Friday, December 02, 2005

User Defined Functions Vs Stored Procedures

Most databases have built-in functions, such as GetDate, DateAdd, and ObjectName. Such built-in functions are useful, but you can’t alter their functionality in any way, and that’s why UDFs are so powerful and necessary. UDFs allow you to add custom solutions for unique application-specific problems.
A UDF is actually a kind of subroutine that contains T-SQL statements and can return a scalar value or a table value. Hence U can call a UDF from a SELECT statement. Whereas a Stored Procedure needs to be invoked using the 'EXEC' command.
So when to use what? The answer depends on the problem situation. If you have an operation such as a query with a FROM clause that requires a rowset be drawn from a table or set of tables, then a function will be your appropriate choice. However, when you want to use that same rowset in your application the better choice would be a stored procedure.

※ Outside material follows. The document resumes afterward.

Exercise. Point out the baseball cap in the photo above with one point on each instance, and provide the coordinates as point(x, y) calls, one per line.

The other differences btw a UDF and a Stored Procedure are as follows:
  • A stored prodecure supports output parameters, whereas a UDF does not.
  • A UDF can have a return value (scalar or table). A SPROC can create a table, but cannot return it. It can only return a integer (as status code)
  • SPROCs are powerful enough to change server environment variables. UDFs are not.
  • SPROCs can be used in the FOR XML clause but UDFs can't be.
  • Whenever an error occurs in a UDF, the function stops immediately. In a SPROC, we must include error handling code, or the next statement is processed.
  • U can 'join' to a UDF, but cannot 'join' to a SPROC.